Castro aponta que o streetscape inclui o planejamento das fachadas dos prédios presentes em uma via, a comunicação visual instalada nessa parte das edificações, a quantidade de aberturas existentes e a maneira como elas fazem a interface com o espaço público. A esses fatores soma-se a idealização de lugares de permanência na rua, que podem ser extensões das construções, como por exemplo uma cafeteria com mesas na área externa do estabelecimento, ou ilhas de estar isoladas que ofereçam um ponto de apoio, de parada, para quem circula pelo local.

São muitos os critérios a serem avaliados pelos profissionais durante o processo de desenvolvimento de um endereço para transformá-lo em um local onde moradores e visitantes queiram estar e que seja ao mesmo tempo seguro, vibrante e diversificado. 

As etapas para implementar o streetscape envolvem a escolha dos materiais, do mobiliário, da vegetação e dos complementos que serão introduzidos no espaço urbano. Além disso, é necessário cuidar das travessias para os pedestres, projetando cruzamentos elevados e com pavimento adequado para que andar por elas seja fácil e seguro.

A seleção do pavimento correto, assinala Juliana Castro, interfere diretamente na caminhabilidade

: um piso trepidante, por exemplo, instalado em uma calçada torna o caminhar mais difícil. Já o seu uso nas pistas de rolamento faz com que os automóveis diminuam a sua velocidade.
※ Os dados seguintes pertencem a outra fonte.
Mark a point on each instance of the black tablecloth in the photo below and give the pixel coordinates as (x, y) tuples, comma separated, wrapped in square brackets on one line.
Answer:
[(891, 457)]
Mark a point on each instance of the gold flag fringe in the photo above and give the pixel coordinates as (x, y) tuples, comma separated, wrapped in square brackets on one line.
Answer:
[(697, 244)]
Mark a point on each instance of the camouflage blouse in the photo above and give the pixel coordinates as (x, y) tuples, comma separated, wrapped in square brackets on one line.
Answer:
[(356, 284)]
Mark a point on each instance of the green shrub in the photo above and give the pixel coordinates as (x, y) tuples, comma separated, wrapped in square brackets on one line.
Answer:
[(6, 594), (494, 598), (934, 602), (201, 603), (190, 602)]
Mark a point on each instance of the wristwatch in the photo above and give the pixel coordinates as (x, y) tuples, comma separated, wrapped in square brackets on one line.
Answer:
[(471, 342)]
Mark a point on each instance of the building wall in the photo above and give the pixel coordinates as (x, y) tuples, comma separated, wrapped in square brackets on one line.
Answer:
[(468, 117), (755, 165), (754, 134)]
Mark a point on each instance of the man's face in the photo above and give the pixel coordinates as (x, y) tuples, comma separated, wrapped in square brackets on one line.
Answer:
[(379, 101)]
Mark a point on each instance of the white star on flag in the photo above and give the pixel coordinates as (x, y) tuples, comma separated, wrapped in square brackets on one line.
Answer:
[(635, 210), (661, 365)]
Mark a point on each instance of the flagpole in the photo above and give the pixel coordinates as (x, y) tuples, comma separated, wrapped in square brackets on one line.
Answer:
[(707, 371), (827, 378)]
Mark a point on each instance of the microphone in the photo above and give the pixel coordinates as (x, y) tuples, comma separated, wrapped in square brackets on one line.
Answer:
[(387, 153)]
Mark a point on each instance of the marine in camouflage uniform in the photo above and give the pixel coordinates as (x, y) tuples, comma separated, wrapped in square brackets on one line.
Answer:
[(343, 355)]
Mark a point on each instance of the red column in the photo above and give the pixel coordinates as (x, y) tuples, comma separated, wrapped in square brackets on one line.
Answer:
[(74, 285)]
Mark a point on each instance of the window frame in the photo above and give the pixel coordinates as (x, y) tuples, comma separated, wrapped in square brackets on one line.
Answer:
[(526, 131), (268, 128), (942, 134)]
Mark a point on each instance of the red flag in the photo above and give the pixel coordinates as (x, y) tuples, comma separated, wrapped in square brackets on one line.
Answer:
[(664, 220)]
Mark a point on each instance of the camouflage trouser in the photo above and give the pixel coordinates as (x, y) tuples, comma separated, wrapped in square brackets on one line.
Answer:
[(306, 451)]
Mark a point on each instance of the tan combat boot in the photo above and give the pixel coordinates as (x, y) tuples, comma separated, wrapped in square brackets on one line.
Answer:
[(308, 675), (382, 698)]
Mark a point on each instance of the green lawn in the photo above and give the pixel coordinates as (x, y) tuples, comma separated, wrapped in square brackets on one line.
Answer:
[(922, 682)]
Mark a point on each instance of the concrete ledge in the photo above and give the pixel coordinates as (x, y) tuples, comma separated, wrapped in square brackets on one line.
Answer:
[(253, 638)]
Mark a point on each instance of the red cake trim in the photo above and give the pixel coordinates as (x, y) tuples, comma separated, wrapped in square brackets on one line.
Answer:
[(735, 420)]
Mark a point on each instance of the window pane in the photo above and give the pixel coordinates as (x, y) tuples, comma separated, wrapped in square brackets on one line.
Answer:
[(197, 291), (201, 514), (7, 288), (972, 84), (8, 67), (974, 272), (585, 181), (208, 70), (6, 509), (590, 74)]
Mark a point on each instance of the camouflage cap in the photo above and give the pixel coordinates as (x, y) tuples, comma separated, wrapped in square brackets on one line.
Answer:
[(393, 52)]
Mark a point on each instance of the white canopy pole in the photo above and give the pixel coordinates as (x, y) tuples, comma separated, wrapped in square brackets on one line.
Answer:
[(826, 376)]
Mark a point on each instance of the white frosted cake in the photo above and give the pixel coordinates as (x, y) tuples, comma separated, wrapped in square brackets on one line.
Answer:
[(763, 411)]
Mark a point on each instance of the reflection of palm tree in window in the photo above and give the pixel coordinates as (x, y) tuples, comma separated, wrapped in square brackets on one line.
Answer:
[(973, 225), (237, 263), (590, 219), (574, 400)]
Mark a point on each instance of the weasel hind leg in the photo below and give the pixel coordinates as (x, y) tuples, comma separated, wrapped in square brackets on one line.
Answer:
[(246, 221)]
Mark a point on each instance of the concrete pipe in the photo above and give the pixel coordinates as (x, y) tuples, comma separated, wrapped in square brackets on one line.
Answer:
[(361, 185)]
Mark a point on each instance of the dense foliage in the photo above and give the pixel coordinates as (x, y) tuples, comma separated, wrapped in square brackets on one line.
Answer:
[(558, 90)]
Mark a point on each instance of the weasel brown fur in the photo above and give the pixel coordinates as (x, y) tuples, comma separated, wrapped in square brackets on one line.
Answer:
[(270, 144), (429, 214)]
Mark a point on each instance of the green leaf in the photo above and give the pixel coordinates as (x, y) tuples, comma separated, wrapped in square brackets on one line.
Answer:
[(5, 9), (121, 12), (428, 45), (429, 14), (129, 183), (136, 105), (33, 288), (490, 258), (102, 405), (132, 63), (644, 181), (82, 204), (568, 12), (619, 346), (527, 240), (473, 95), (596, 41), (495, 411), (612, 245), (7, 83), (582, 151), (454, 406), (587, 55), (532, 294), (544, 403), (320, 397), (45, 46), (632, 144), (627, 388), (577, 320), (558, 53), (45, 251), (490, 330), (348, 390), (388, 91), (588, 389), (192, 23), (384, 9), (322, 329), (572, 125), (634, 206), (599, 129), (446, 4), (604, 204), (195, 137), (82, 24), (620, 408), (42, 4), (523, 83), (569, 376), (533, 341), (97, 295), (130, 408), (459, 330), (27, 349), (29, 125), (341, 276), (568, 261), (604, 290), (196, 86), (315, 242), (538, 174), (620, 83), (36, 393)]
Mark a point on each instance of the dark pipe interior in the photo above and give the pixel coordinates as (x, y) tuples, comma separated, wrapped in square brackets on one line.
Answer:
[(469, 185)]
O streetscape compreende também a seleção das árvores que serão dispostas ao longo das vias, pontua a arquiteta. E os tipos que serão utilizados variam de acordo com aquilo que se espera para a região e se o espaço precisa de mais sombra ou de áreas ensolaradas. 

A implementação de um mobiliário urbano amigável para as pessoas complementa o trabalho de criar paisagens urbanas humanizadas, devendo sempre considerar a qualidade dos produtos eleitos para que o contato das pessoas com os materiais seja agradável. Iluminação e sinalização, com placas claras e visíveis para agilizar a navegação pela cidade, são outros elementos atendidos pelo streetscape. 

“A mobília precisa ser boa para todos os cidadãos: idosos, crianças e quem tem necessidades especiais. A gente tem que incluir a maior quantidade de indivíduos no nosso planejamento e prever um layout no qual esses itens promovam a socialização”, comenta a arquiteta e urbanista. 

Ela ressalta ainda que as fachadas dos prédios, especialmente as dos térreos, precisam ser atrativas e convidativas, com portas para que quem passe por essa região veja que há a oportunidade de entrar e sair desses lugares. 

“Esse ambiente dinâmico vai se formar com um mix de atividades somado a um espaço que permite a conexão entre os indivíduos, seja ela física ou social”, acredita. Juliana destaca que a conectividade e o dimensionamento correto entre a área livre e construída são importantes para criar destinos vibrantes e que funcionam.

Passeio Pedra Branca, shopping a céu aberto do bairro planejado Cidade Criativa Pedra Branca, em Palhoça (SC), é um dos exemplos de streetscape citados pela arquiteta. 

Inaugurado em 2013, o lugar reúne lojas, restaurantes, serviços e atividades culturais e de lazer em um ambiente, projetado pelo escritório de Juliana, o JA8 Arquitetura Viva. Com 250 metros de extensão, a rua é o coração do bairro, com calçadas de oito metros de largura, mobiliário urbano, e espaço para caminhar e pedalar. Entre as inovações do empreendimento está a adoção do conceito de rua compartilhada, com passeios sem meio-fio, o que facilita a movimentação dos usuários, e a redução da velocidade dos veículos.

O complexo possui ainda um espelho d’água como elemento central da praça, que é cercado por um local de contemplação, vegetação e cadeiras soltas, que possibilitam diferentes formatações, de acordo com a necessidade dos moradores e visitantes. No desenho, a priorização das pessoas foi colocada em prática. Entre as influências esteve o conceito de “cidades para pessoas” difundido pela Gehl Architects, um dos consultores internacionais da Cidade Pedra Branca.